Sunday, May 10, 2015

While We're Young

Lately I’ve been coming to the sad realization that I am no longer considered a young man by most people’s standards. I’m not quite old or middle aged yet but my times of jumping into random mosh pits at concerts may be over since I am 100% certain that I absolutely destroyed my knee this past SXSW during a Cloud Nothings show. Oh well, at least I’m not to the point of piercing my ears or experimenting with a gay phase or anything like that because these things really do happen people, I saw the last Ewan McGregor film (The Beginners).

Anyway, Noah Baumbach’s latest uncomfortable comedy features a middle aged couple who’s stuck in a rut. They lead fairly normal and boring lives where they lie to one another about still being spontaneous and having the ability to do whatever they want whenever they want even though it’s been 8 years since their last trip. And while they’ve decided not to have children themselves, all of their friends are starting to do so and this is causing a disconnect between them and anyone who’s in their age group because they now have different interests in life.

So as opposed to having dinner parties or taking trips to other countries, their friends now attend music labs where everyone sings to one another using the voices and the vocabularies of two year olds. Or they are simply just obsessing over themselves and the advancement of their children in the world, which is something that would understandably make anyone want to punch them in the face after a while.

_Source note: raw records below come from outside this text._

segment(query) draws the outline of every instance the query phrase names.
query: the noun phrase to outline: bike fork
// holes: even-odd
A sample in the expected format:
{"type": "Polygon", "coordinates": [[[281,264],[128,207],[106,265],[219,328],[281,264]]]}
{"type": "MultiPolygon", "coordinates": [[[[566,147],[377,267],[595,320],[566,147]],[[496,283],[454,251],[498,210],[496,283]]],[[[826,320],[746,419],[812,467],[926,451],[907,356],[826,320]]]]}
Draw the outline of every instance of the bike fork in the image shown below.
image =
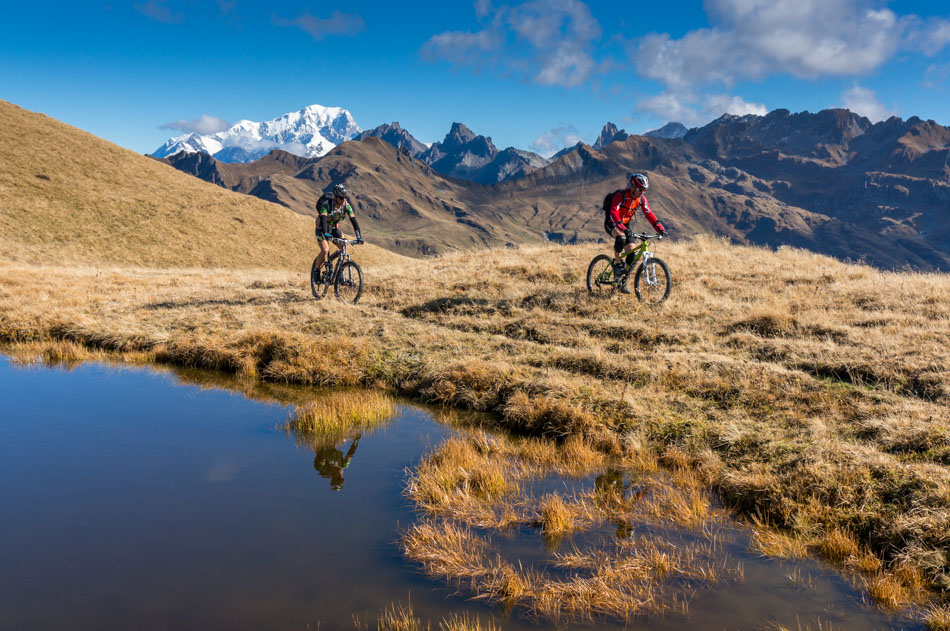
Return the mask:
{"type": "Polygon", "coordinates": [[[649,252],[643,253],[643,276],[647,281],[647,285],[656,285],[656,265],[647,265],[647,262],[653,257],[649,252]]]}

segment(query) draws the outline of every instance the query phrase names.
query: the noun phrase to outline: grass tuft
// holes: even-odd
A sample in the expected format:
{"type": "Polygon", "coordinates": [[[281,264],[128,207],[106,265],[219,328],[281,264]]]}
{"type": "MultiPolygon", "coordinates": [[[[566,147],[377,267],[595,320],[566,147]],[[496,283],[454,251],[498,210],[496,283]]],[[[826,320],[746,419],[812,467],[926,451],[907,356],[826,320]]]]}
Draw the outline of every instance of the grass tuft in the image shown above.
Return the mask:
{"type": "Polygon", "coordinates": [[[950,631],[950,605],[930,605],[924,610],[928,631],[950,631]]]}
{"type": "Polygon", "coordinates": [[[378,427],[395,413],[393,398],[384,392],[332,392],[298,408],[284,428],[308,438],[326,437],[332,442],[350,430],[378,427]]]}

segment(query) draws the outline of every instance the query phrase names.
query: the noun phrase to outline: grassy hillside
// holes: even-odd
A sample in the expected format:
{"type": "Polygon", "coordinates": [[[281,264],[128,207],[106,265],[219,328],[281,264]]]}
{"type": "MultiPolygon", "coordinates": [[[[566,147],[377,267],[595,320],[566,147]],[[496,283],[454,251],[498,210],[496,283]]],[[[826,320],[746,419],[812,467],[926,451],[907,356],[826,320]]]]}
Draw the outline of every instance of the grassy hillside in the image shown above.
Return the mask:
{"type": "Polygon", "coordinates": [[[315,251],[312,220],[0,101],[3,259],[303,270],[315,251]]]}

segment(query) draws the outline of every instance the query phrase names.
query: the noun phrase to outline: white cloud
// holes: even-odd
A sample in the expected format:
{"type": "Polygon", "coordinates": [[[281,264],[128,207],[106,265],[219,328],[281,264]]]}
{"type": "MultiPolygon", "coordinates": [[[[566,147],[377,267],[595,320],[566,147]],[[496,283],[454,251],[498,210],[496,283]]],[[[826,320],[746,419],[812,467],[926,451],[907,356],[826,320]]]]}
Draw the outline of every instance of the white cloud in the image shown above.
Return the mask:
{"type": "Polygon", "coordinates": [[[494,10],[491,0],[475,0],[475,15],[483,18],[494,10]]]}
{"type": "Polygon", "coordinates": [[[573,147],[579,142],[585,142],[573,125],[555,127],[534,139],[531,150],[545,158],[549,158],[565,147],[573,147]]]}
{"type": "Polygon", "coordinates": [[[711,28],[636,42],[641,75],[682,90],[787,73],[799,78],[867,73],[897,50],[909,22],[871,0],[707,0],[711,28]]]}
{"type": "Polygon", "coordinates": [[[580,0],[531,0],[497,8],[490,0],[477,0],[475,12],[485,23],[481,30],[434,35],[423,44],[422,56],[568,88],[586,83],[598,70],[593,44],[600,24],[580,0]]]}
{"type": "Polygon", "coordinates": [[[924,87],[931,90],[941,90],[950,79],[950,62],[945,64],[931,64],[924,73],[924,87]]]}
{"type": "Polygon", "coordinates": [[[709,121],[695,106],[689,104],[687,98],[672,92],[662,92],[641,99],[637,103],[637,109],[655,116],[664,123],[676,121],[687,127],[695,127],[709,121]]]}
{"type": "Polygon", "coordinates": [[[741,96],[729,96],[728,94],[713,94],[706,97],[705,111],[712,118],[719,118],[723,114],[733,114],[735,116],[745,116],[746,114],[755,114],[756,116],[765,116],[769,109],[764,103],[750,103],[741,96]]]}
{"type": "Polygon", "coordinates": [[[878,100],[874,90],[859,85],[845,90],[841,95],[841,101],[845,108],[869,118],[872,123],[879,123],[894,115],[893,110],[888,109],[878,100]]]}
{"type": "Polygon", "coordinates": [[[491,63],[504,43],[501,34],[495,30],[469,33],[465,31],[446,31],[433,35],[422,46],[422,56],[429,60],[445,59],[457,66],[476,66],[491,63]]]}
{"type": "Polygon", "coordinates": [[[171,123],[165,123],[160,129],[177,129],[186,134],[196,133],[204,135],[215,134],[219,131],[230,129],[230,127],[231,123],[224,119],[209,114],[202,114],[199,118],[194,120],[181,119],[171,123]]]}
{"type": "Polygon", "coordinates": [[[934,56],[950,45],[950,20],[931,19],[912,34],[911,47],[934,56]],[[913,46],[916,44],[916,46],[913,46]]]}
{"type": "Polygon", "coordinates": [[[136,3],[133,6],[136,11],[156,22],[179,24],[185,20],[185,14],[182,11],[172,11],[167,0],[148,0],[148,2],[136,3]]]}
{"type": "Polygon", "coordinates": [[[317,18],[308,12],[304,12],[300,17],[294,20],[277,16],[273,16],[272,20],[277,26],[300,27],[318,42],[328,35],[346,35],[352,37],[366,30],[366,22],[363,20],[363,16],[352,13],[340,13],[339,11],[334,11],[328,18],[317,18]]]}
{"type": "Polygon", "coordinates": [[[637,109],[663,122],[675,121],[687,127],[705,125],[723,114],[764,116],[769,111],[764,103],[750,103],[740,96],[711,94],[698,97],[688,92],[662,92],[641,99],[637,109]]]}

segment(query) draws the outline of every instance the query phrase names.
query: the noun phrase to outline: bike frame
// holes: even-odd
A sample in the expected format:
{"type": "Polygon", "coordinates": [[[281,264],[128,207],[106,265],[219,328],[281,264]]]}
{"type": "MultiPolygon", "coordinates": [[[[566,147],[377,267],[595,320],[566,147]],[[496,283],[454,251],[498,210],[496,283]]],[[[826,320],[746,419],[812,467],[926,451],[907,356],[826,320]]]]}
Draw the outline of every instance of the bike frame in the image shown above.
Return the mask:
{"type": "MultiPolygon", "coordinates": [[[[340,269],[342,269],[343,264],[350,260],[349,245],[351,243],[356,243],[356,241],[350,241],[348,239],[336,239],[336,238],[330,239],[330,241],[343,246],[343,248],[340,250],[340,256],[336,257],[336,264],[334,264],[333,267],[330,268],[330,271],[331,271],[330,278],[333,279],[333,278],[336,278],[336,275],[340,273],[340,269]]],[[[330,257],[328,255],[327,261],[329,261],[329,259],[330,257]]]]}
{"type": "MultiPolygon", "coordinates": [[[[637,247],[633,248],[632,250],[624,254],[623,259],[622,259],[624,261],[624,264],[626,264],[627,259],[630,258],[630,255],[631,254],[633,255],[633,258],[630,259],[630,265],[627,267],[627,271],[624,272],[624,276],[628,275],[633,270],[634,266],[637,264],[637,261],[642,261],[643,263],[646,263],[648,260],[650,260],[653,257],[653,252],[650,251],[649,241],[650,239],[653,239],[655,237],[648,234],[635,234],[633,236],[640,239],[640,245],[638,245],[637,247]]],[[[646,281],[650,285],[656,284],[656,270],[654,270],[653,267],[654,266],[651,265],[645,270],[646,281]]],[[[614,273],[613,269],[607,268],[603,272],[601,272],[597,280],[602,283],[609,283],[611,281],[611,278],[613,277],[613,273],[614,273]]]]}

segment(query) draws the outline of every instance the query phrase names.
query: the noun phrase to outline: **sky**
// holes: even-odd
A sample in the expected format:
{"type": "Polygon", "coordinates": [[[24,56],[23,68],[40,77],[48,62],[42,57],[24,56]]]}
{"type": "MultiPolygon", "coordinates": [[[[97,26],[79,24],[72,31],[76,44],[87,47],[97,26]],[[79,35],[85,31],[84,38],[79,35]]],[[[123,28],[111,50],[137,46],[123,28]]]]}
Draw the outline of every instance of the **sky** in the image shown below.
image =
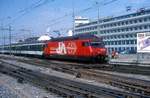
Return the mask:
{"type": "Polygon", "coordinates": [[[58,30],[66,36],[73,27],[73,8],[75,16],[95,20],[98,7],[103,18],[127,14],[127,6],[135,12],[150,8],[150,0],[0,0],[0,44],[9,42],[9,26],[12,42],[44,34],[57,36],[53,31],[58,30]]]}

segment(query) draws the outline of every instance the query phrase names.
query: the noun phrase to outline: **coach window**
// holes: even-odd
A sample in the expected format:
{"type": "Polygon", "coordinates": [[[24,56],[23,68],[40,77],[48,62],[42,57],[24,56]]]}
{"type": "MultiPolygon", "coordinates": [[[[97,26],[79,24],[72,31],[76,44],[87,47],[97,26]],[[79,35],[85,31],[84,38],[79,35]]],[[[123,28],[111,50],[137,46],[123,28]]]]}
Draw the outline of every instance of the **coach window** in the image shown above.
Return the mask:
{"type": "Polygon", "coordinates": [[[35,49],[35,48],[34,48],[34,45],[31,45],[31,50],[33,50],[33,51],[34,51],[34,49],[35,49]]]}
{"type": "Polygon", "coordinates": [[[35,45],[35,51],[39,50],[39,45],[35,45]]]}
{"type": "Polygon", "coordinates": [[[37,45],[37,51],[41,50],[41,45],[37,45]]]}
{"type": "Polygon", "coordinates": [[[43,50],[43,45],[40,45],[40,51],[42,51],[43,50]]]}
{"type": "Polygon", "coordinates": [[[37,50],[36,51],[40,51],[41,50],[41,46],[40,45],[36,45],[37,50]]]}

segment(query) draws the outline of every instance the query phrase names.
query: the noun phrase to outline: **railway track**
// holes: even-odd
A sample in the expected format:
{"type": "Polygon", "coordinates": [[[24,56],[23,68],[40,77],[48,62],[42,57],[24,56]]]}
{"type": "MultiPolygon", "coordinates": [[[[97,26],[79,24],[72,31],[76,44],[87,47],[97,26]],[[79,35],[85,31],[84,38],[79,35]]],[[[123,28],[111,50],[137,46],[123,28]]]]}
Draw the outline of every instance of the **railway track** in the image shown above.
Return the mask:
{"type": "MultiPolygon", "coordinates": [[[[1,56],[0,56],[1,57],[1,56]]],[[[2,57],[5,59],[10,59],[9,57],[2,57]]],[[[11,58],[15,59],[16,58],[11,58]]],[[[49,59],[41,59],[41,58],[28,58],[28,59],[17,59],[18,61],[50,67],[56,70],[59,69],[99,69],[105,71],[115,71],[121,73],[131,73],[131,74],[140,74],[140,75],[149,75],[150,76],[150,67],[149,66],[136,66],[136,65],[121,65],[121,64],[87,64],[87,63],[76,63],[76,62],[67,62],[67,61],[58,61],[58,60],[49,60],[49,59]],[[60,67],[60,68],[59,68],[60,67]]],[[[60,70],[61,71],[61,70],[60,70]]]]}
{"type": "Polygon", "coordinates": [[[150,96],[144,94],[128,92],[122,89],[110,89],[47,75],[3,61],[1,61],[0,67],[0,72],[2,73],[18,78],[20,81],[27,81],[38,85],[67,98],[150,98],[150,96]]]}
{"type": "Polygon", "coordinates": [[[99,70],[80,70],[82,78],[88,78],[112,86],[150,96],[150,81],[131,78],[99,70]]]}
{"type": "Polygon", "coordinates": [[[128,90],[133,93],[139,93],[150,96],[150,82],[146,80],[120,76],[101,70],[89,69],[89,67],[80,67],[80,64],[77,63],[68,63],[68,62],[57,62],[57,61],[47,61],[34,59],[32,61],[19,60],[31,65],[38,65],[49,67],[57,71],[69,73],[76,75],[80,78],[86,78],[90,80],[95,80],[98,82],[106,83],[114,87],[118,87],[124,90],[128,90]]]}

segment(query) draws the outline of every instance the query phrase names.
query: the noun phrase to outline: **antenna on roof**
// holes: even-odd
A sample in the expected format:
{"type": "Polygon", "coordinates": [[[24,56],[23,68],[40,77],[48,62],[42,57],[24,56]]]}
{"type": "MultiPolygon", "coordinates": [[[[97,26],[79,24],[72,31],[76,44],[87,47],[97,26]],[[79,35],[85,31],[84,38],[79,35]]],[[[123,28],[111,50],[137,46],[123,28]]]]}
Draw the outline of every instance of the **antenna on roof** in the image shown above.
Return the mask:
{"type": "Polygon", "coordinates": [[[128,11],[131,11],[131,9],[132,9],[132,6],[127,6],[126,7],[126,11],[128,12],[128,11]]]}

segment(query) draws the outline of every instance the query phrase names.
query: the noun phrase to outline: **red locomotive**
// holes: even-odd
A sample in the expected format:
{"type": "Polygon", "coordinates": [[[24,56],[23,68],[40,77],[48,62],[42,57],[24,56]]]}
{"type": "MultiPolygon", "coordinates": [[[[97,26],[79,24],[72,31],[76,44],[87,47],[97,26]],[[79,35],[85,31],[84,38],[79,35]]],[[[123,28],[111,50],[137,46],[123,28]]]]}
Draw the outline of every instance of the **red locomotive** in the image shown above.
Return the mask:
{"type": "Polygon", "coordinates": [[[0,53],[14,55],[43,56],[60,59],[78,59],[103,62],[107,50],[102,38],[91,34],[52,38],[45,42],[23,42],[0,46],[0,53]]]}
{"type": "Polygon", "coordinates": [[[107,50],[102,38],[91,34],[51,39],[46,43],[44,56],[63,59],[106,61],[107,50]]]}

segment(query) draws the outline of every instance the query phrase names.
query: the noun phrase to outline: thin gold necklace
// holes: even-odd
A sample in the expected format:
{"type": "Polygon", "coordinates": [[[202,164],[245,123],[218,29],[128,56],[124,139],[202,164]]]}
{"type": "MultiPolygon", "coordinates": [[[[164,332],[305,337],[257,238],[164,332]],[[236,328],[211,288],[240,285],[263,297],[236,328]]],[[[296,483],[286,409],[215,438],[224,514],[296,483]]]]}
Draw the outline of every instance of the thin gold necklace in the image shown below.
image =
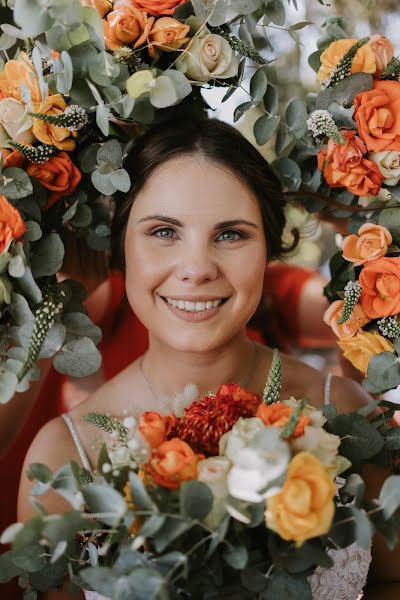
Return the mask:
{"type": "MultiPolygon", "coordinates": [[[[242,387],[244,389],[247,389],[247,387],[250,385],[250,383],[251,383],[251,381],[252,381],[252,379],[254,377],[254,373],[256,371],[257,363],[258,363],[259,347],[258,347],[258,345],[255,342],[252,341],[251,343],[252,343],[252,346],[254,348],[254,350],[253,350],[253,359],[252,359],[252,361],[250,363],[250,367],[249,367],[249,369],[248,369],[248,371],[246,373],[246,377],[243,379],[242,383],[240,383],[240,382],[238,383],[238,385],[240,385],[240,387],[242,387]]],[[[140,357],[140,360],[139,360],[139,369],[140,369],[140,372],[141,372],[141,374],[143,376],[143,379],[145,380],[146,385],[147,385],[147,387],[148,387],[151,395],[154,396],[154,398],[156,400],[158,400],[158,402],[162,402],[163,400],[165,400],[165,397],[164,398],[160,397],[155,392],[155,390],[154,390],[154,388],[153,388],[150,380],[148,379],[146,373],[144,372],[144,369],[143,369],[143,360],[144,360],[144,354],[143,354],[143,356],[140,357]]],[[[210,396],[214,395],[213,392],[211,392],[211,391],[209,391],[208,394],[210,396]]]]}

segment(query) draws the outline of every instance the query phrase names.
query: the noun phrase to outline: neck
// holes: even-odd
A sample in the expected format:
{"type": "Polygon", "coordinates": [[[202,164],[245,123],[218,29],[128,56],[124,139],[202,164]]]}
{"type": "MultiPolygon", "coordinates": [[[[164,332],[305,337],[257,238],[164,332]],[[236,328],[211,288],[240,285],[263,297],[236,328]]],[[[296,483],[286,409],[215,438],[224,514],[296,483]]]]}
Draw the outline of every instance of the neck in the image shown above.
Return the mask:
{"type": "Polygon", "coordinates": [[[216,392],[222,383],[251,386],[255,347],[244,333],[205,352],[179,351],[166,348],[157,339],[149,341],[143,370],[158,397],[173,397],[188,383],[195,384],[201,396],[216,392]]]}

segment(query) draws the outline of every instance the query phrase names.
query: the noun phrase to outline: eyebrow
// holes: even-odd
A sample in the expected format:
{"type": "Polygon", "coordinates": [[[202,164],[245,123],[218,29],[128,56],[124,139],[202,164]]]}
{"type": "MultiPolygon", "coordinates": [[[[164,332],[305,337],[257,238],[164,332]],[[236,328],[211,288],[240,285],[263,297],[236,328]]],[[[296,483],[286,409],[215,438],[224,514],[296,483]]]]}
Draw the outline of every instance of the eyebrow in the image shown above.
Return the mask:
{"type": "MultiPolygon", "coordinates": [[[[178,221],[178,219],[174,219],[173,217],[167,217],[166,215],[150,215],[148,217],[143,217],[142,219],[139,219],[138,223],[148,223],[149,221],[162,221],[163,223],[168,223],[169,225],[183,227],[183,223],[178,221]]],[[[258,229],[258,225],[256,225],[256,223],[253,223],[252,221],[247,221],[246,219],[231,219],[230,221],[221,221],[220,223],[215,224],[214,229],[226,229],[227,227],[236,227],[237,225],[248,225],[249,227],[258,229]]]]}

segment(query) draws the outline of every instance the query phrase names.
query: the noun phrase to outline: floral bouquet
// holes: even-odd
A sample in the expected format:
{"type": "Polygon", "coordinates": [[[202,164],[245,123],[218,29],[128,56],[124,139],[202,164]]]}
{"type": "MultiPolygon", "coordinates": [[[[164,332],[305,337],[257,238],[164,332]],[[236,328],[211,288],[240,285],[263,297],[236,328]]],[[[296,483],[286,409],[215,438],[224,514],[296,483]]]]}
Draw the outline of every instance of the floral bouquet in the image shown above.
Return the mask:
{"type": "Polygon", "coordinates": [[[309,57],[322,90],[286,110],[275,169],[311,212],[348,218],[356,233],[398,202],[400,61],[384,35],[349,38],[329,19],[309,57]]]}
{"type": "Polygon", "coordinates": [[[326,288],[332,304],[325,322],[372,394],[400,385],[399,242],[395,221],[392,227],[365,223],[332,258],[326,288]]]}
{"type": "Polygon", "coordinates": [[[107,251],[106,199],[130,188],[123,159],[134,136],[174,111],[206,117],[203,90],[226,88],[224,101],[242,86],[246,62],[249,100],[236,115],[260,106],[254,131],[264,143],[279,117],[257,31],[285,21],[283,0],[9,5],[0,35],[0,403],[39,376],[40,358],[75,377],[99,368],[101,331],[85,291],[57,278],[64,232],[107,251]]]}
{"type": "Polygon", "coordinates": [[[115,599],[309,599],[333,549],[369,549],[375,529],[394,546],[400,476],[367,501],[358,471],[389,456],[400,428],[280,401],[280,368],[276,353],[263,398],[230,384],[178,396],[168,416],[87,415],[111,444],[94,473],[30,466],[38,516],[3,533],[0,581],[19,576],[31,599],[65,577],[115,599]],[[70,512],[47,515],[49,488],[70,512]]]}

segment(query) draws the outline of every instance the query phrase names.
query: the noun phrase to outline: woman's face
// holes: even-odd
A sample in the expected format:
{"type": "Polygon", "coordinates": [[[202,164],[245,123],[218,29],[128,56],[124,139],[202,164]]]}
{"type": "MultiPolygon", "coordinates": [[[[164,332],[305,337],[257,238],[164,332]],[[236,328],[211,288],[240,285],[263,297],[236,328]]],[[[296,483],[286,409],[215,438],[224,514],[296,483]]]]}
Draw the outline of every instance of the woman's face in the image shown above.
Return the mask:
{"type": "Polygon", "coordinates": [[[172,159],[132,206],[125,261],[128,299],[150,339],[185,352],[216,349],[243,333],[261,297],[257,200],[200,155],[172,159]]]}

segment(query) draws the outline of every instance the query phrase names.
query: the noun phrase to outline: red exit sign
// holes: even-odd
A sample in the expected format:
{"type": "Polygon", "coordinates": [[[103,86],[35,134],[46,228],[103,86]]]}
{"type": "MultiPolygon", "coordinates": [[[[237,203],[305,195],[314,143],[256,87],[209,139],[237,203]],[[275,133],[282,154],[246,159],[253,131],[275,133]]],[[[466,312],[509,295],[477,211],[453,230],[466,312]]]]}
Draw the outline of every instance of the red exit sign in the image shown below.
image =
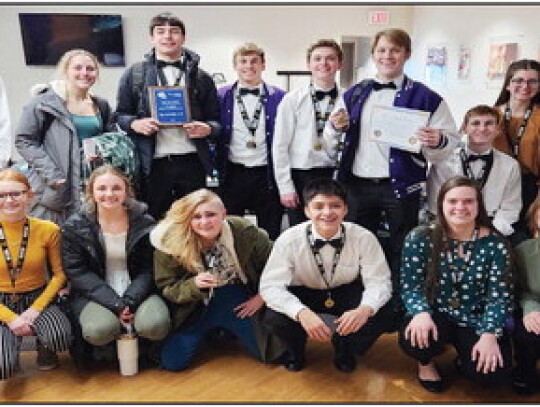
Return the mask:
{"type": "Polygon", "coordinates": [[[389,11],[370,11],[368,15],[369,24],[388,24],[390,22],[389,11]]]}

Well one day, Josh (Ben Stiller) meets Jamie (Adam Driver) and Darby (Amanda Seyfried) at one of his lectures. Jamie admits to him that he is a huge fan of his documentaries and that he would love nothing more than to pick his brain for a while; and as the two hang out with one another, they along with their wives, become close friends.

Josh and his wife Corneilia (Naomi Watts) find themselves going to hipster “street beach” parties in Bushwick and to weekend trips to a shaman’s home to take drugs so that they can find their inner selves. They are also over time exposed to how truly different their lives are compared to Jamie and Darby’s lives as they are fully immersed in the hipster world, a world where kids actually read books, listen to records, and watch VHS tapes versus that of playing on their IPads or listening to mp3’s.
  
After a while though, Josh begins to question Jamie’s motives as his silly idea for a documentary takes off in ways that no one could have ever imagined; and as he becomes successful and things start to line up for him, it exposes Josh and his recent failures in a way that begins to bring the ugliness out of him.

Did I mention this was a comedy? Baumbach has a way a tackling serious issues that take place in normal people’s lives but does so in a funny manner; similar to Wes Anderson. The difference is that Baumbach presents it in a way that makes laugh to keep from crying.

This movie hit home with me as I live in the heart of hipster city where my best friend’s ex-girlfriend (who’s awesome btw) has a room dedicated to VHS tapes and wears nothing but high waisted skinny jeans; while I find myself discovering more and more grey hairs every day and am still holding on to the hope that my Nirvana cover band My Chemical Toilet will hit it big one day so that we can open up for Weird Al Yankovich. We all have to dream, don’t we?

Overall this movie was rather enjoyable and I suggest that you pop in after seeing Ex Machina and the Avengers. I give it a rating of FRESH!